Discriminative Segment Focus Network for Fine-grained Video Action Recognition

Baoli Sun,Xinchen Ye,Tiantian Yan,Zhihui Wang,Haojie Li,Zhiyong Wang
DOI: https://doi.org/10.1145/3654671
2024-03-26
Abstract:Fine-grained video action recognition aims to identify minor and discriminative variations among fine categories of actions. While many recent action recognition methods have been proposed to better model spatio-temporal representations, how to model the interactions among discriminative atomic actions to effectively characterize inter-class and intra-class variations has been neglected, which is vital for understanding fine-grained actions. In this work, we devise a Discriminative Segment Focus Network (DSFNet) to mine the discriminability of segment correlations and localize discriminative action-relevant segments for fine-grained video action recognition. Firstly, we propose a hierarchic correlation reasoning (HCR) module which explicitly establishes correlations between different segments at multiple temporal scales and enhances each segment by exploiting the correlations with other segments. Secondly, a discriminative segment focus (DSF) module is devised to localize the most action-relevant segments from the enhanced representations of HCR by enforcing the consistency between the discriminability and the classification confidence of a given segment with a consistency constraint. Finally, these localized segment representations are combined with the global action representation of the whole video for boosting final recognition. Extensive experimental results on two fine-grained action recognition datasets, i.e. , FineGym and Diving48, and two action recognition datasets, i.e. , Kinetics400 and Something-Something, demonstrate the effectiveness of our approach compared with the state-of-the-art methods.
computer science, information systems, theory & methods, software engineering
What problem does this paper attempt to address?

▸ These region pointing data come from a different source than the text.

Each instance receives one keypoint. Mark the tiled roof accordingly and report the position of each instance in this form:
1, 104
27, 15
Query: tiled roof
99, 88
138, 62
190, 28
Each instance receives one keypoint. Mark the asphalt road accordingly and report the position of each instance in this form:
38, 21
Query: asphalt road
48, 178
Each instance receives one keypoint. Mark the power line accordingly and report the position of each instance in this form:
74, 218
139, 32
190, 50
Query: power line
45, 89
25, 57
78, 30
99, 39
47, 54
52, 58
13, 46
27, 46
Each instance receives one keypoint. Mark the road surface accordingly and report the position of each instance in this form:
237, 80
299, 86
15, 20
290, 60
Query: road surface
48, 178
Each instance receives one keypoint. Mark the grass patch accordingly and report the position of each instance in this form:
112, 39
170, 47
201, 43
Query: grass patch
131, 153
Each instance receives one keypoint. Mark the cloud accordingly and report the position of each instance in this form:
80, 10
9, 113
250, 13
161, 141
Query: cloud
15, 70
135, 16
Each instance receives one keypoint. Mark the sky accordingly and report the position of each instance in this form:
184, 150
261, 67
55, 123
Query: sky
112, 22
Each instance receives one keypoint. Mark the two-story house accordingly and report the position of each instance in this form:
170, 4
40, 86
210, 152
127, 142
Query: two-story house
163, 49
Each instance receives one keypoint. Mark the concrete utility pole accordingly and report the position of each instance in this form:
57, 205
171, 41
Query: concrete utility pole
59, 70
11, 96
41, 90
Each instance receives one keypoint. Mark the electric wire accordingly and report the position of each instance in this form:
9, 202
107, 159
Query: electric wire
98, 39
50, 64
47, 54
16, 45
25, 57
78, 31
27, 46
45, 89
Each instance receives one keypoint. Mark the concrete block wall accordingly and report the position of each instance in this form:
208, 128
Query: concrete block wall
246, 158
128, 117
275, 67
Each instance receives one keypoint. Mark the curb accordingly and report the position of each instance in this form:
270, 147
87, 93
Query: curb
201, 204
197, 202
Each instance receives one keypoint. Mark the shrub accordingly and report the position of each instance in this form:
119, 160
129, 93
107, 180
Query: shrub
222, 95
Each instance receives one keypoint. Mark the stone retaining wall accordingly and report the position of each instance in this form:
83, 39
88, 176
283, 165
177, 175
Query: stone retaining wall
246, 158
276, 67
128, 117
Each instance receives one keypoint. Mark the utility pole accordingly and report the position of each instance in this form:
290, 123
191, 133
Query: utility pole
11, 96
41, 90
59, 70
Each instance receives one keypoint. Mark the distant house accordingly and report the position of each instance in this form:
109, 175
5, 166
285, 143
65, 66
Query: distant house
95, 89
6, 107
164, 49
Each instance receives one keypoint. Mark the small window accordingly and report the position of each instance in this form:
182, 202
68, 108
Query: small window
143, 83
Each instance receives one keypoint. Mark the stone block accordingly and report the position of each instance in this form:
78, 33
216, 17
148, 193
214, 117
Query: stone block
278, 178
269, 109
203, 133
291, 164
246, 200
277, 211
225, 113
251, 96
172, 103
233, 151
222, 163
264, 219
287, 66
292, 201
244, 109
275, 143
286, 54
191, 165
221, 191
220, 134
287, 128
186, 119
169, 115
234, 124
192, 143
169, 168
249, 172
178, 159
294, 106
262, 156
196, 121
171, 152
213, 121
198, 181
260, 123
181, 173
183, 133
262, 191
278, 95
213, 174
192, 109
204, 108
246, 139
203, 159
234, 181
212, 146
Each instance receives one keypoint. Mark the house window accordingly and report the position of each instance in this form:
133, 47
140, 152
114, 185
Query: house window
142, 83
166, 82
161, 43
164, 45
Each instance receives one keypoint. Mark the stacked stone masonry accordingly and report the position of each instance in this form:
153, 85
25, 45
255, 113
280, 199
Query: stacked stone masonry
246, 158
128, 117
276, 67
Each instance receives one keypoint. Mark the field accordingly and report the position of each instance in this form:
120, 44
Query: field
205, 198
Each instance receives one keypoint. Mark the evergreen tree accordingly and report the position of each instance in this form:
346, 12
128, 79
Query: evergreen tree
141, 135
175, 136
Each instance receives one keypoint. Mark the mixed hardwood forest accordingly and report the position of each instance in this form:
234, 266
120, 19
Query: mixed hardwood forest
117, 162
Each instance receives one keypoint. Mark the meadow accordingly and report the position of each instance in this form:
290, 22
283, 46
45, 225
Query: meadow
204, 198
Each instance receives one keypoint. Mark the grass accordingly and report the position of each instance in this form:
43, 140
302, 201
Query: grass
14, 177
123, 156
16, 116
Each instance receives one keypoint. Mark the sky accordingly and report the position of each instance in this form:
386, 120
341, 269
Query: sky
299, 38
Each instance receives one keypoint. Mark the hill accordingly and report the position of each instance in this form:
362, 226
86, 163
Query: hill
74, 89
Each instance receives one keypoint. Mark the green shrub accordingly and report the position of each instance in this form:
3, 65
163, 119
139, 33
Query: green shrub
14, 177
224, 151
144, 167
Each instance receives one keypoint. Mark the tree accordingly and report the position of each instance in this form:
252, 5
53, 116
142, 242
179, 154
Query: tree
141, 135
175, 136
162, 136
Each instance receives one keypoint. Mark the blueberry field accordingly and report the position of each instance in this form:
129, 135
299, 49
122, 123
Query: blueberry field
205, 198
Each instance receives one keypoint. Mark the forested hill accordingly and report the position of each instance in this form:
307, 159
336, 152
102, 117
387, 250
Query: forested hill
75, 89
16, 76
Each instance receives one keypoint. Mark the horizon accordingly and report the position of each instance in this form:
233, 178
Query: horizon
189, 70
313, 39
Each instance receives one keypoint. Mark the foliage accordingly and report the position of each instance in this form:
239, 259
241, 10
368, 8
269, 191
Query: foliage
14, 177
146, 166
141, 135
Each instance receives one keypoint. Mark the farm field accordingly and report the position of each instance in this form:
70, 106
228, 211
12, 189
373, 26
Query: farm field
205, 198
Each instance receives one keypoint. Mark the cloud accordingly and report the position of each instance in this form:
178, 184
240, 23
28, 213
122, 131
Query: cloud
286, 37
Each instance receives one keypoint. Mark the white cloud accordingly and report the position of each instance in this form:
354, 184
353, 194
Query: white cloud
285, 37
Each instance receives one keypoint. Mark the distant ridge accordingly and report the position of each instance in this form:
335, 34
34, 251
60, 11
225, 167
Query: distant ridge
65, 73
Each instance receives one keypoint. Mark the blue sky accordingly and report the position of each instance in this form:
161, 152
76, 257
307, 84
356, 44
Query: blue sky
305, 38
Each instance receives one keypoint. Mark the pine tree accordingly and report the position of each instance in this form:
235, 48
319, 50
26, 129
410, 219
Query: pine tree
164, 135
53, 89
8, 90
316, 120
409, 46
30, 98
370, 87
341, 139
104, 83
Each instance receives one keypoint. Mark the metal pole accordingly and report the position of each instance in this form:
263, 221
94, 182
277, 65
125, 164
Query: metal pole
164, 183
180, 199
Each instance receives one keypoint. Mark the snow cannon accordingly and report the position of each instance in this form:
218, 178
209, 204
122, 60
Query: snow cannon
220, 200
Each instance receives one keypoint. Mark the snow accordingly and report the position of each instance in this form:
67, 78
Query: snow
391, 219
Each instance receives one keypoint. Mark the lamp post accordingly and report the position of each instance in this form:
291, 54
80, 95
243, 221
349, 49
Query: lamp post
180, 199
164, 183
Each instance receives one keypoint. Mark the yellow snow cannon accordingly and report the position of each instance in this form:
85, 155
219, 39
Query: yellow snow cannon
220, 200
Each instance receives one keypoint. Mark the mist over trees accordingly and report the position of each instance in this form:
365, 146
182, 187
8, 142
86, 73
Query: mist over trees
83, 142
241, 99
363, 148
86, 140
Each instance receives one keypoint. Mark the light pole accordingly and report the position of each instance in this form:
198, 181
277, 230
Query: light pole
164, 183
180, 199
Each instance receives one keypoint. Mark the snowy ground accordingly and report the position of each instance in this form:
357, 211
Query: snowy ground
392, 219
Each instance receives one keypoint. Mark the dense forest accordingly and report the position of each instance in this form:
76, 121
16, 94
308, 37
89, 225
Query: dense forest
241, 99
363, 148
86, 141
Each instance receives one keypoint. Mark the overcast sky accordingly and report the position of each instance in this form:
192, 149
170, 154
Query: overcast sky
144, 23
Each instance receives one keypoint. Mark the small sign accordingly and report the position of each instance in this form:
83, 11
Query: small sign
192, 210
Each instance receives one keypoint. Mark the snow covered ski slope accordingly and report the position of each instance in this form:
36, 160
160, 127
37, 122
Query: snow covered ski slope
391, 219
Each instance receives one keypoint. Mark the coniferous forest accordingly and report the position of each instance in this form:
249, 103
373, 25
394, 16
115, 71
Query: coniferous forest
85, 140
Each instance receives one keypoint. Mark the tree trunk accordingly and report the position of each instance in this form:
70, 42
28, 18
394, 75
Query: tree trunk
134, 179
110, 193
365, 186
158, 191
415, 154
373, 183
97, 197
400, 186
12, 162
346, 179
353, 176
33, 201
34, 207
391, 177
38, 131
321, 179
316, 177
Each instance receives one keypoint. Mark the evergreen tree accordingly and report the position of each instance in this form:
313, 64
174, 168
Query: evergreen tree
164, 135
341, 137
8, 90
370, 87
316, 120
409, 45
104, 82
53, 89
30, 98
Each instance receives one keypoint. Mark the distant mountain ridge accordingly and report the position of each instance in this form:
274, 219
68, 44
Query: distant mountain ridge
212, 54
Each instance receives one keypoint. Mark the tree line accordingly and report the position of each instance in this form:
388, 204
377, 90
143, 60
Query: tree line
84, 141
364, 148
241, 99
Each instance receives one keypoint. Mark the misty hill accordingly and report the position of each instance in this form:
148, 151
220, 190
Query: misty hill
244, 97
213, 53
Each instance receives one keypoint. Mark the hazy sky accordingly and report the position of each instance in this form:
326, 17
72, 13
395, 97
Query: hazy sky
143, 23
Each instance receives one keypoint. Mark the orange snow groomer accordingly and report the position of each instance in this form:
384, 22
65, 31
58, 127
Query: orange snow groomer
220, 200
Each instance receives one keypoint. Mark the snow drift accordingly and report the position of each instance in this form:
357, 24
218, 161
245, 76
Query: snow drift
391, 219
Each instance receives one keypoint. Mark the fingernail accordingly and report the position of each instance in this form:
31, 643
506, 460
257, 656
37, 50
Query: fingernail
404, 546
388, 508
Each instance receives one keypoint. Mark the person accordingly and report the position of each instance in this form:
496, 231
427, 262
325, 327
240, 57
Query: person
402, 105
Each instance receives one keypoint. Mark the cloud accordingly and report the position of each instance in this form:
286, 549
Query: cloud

This paper focuses on the problem of fine-grained video action recognition, which aims to identify subtle and discriminative action differences among different categories. Existing action recognition methods have made progress in modeling spatiotemporal features, but they neglect the discriminative interactions between atomic actions, which are crucial for understanding fine-grained actions. To address this issue, this paper proposes a new method called Discriminative Segment Focus Network (DSFNet), which enhances the performance of fine-grained video action recognition by mining discriminative and localized segments that are relevant to actions. DSFNet consists of a video branch and a segment branch. The video branch extracts global semantic features, while the segment branch includes Hierarchical Context Reasoning (HCR) module and Discriminative Segment Focus (DSF) module. The HCR module establishes fragment relationships at different time scales and enhances each segment through graph refinement. The DSF module locates the most discriminative segments using consistency constraints, which is a self-supervised learning mechanism for localizing key segments without frame-level temporal annotations. Experimental results demonstrate that DSFNet outperforms existing methods on multiple action recognition datasets, including FineGym, Dividing48, Kinetics400, and Something-Something, highlighting its effectiveness in fine-grained action recognition.